Edebiyatta nükte yapmak amacıyla bir sözcüğü birden fazla anlamıyla kullanma sanatıdır. Bu sanatta kelimenin iki gerçek anlamından biri yakın biri uzak anlamdır. Sözün yakın anlamı söylenir, uzak anlamı kastedilir. Daha doğrusu uzak anlam okuyucunun hemen kavrayamayacağı biçimde gizlenir. Okur yakın anlamla oyalanır fakat anlatılmak istenen uzak anlamı sonra fark eder böylece şiire güzellik katılmış olur.

Bu kadar letâfet çünkü sende var
Beyaz gerdanında bir de ben gerek

Bu dizelerde ben sözcüğüyle tevriye yapılmıştır. “Ben” yüzde bulunan siyah lekelerdir.Bu yakın anlamdır uzak anlamında ise şairin kendi kişiliği,birinci tekil şahısı olan “ben” vardır.
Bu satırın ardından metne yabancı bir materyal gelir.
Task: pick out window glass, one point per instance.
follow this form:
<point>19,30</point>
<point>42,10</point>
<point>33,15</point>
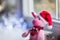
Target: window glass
<point>59,9</point>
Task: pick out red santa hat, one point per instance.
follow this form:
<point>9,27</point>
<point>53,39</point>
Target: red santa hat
<point>36,21</point>
<point>47,17</point>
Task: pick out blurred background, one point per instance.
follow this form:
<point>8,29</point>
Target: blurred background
<point>16,18</point>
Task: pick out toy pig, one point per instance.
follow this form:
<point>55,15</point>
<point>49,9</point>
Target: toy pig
<point>37,31</point>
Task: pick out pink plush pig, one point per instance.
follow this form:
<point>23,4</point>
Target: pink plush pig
<point>37,31</point>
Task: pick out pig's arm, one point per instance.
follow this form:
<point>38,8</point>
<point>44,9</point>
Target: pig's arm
<point>25,34</point>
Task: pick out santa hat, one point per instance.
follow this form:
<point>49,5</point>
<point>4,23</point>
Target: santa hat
<point>46,16</point>
<point>36,21</point>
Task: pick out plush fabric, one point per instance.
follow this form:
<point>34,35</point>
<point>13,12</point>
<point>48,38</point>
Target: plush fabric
<point>37,31</point>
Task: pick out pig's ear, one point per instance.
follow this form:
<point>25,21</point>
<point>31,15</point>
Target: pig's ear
<point>34,14</point>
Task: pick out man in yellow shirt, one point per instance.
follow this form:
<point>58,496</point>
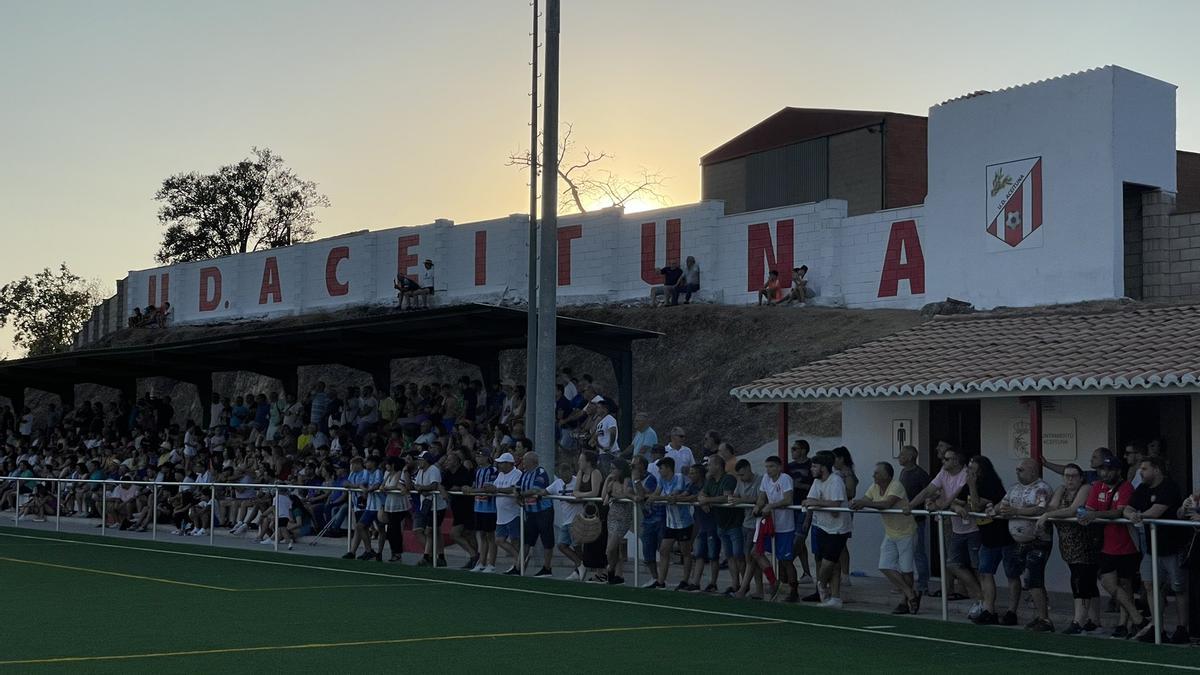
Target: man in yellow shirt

Sarımsak da acı; ama her eve lazım bir dişi

Sarımsağın tanesi parçası anlamındaki diş yakın anlamdır, Hemen akla geliyor. “bayan, kadın” anlamındaki dişi sözcüğü ise uzak anlamındadır.

Dedim dilber niçin sararıp soldun
Dedi : Çekdiceğim dil yâresidir.


“Dil yâresi” sözünde tevriye vardır.Dil sözcüğü hem “tat alma organı” hem de “gönül, yürek” anlamlarında kullanılmıştır.Şair, yakın olan dilindeki yaranın kendisinin sararıp solmasına yol açtığını söylerken uzak anlam olan bir güzele olan aşkı nedeniyle böyle sararıp solduğunu anlatmak istemiştir.

Sordum nigârı dedi ahbab
Semt-i Vefa’da doğru yoldadır.


Bu mısralarda “Vefa Semti” sözleri ile tevriye yapılmıştır.Vefa sözcüğünün ilk anlamı sözünde durmaktır. Uzak anlamı ise İstanbul’da bir semt adıdır.

Biri var pencerede
Pencere önlerinde ağlar, durur.

Bu dizelerde “ağlar, durur” sözlerinde tevriye vardır. Sözcük “ağlamak” eyleminin geniş zaman çekimi olarak ve “balık ağları” Yakın anlam olarak “ağlamak” anlamı söylenirken uzak anlam dairesinde “balık ağları” kastedilmiş, böylece tevriye yapılmıştır.

Bana Tahir Efendi kelp demiş.
İltifatı bu sözde zâhirdir.
Mâlikî benim mezhebim zira
İtikadımca kelp Tâhir’dir.


“Tâhir” sözcüğünde tevriye vardır.Birincisi temiz anlamında kullanılması, ikincisi ise özel isim olmasıdır. Şair kelp diye bahsettiği köpeğin Malikî mezhebine göre temiz olduğunu söylüyormuş gibi davranıyor; ama asıl kastettiği anlam kendisine kelp(köpek) diyen Tahir Efendi’nin köpek olmasıdır.

Ulusun, korkma nasıl böyle bir imanı boğar
Medeniyet dediğin tek dişi kalmış canavar.


“Ulusun” sözcüğündeki tevriyeyi hemen görmüş olmalısınız.İki gerçek enlemından biri milletin ulu, yüce olduğudur. İkincisi ise medeniyet adlı tek dişi kalmış canavarın homurtusu olan “uluma” eylemidir.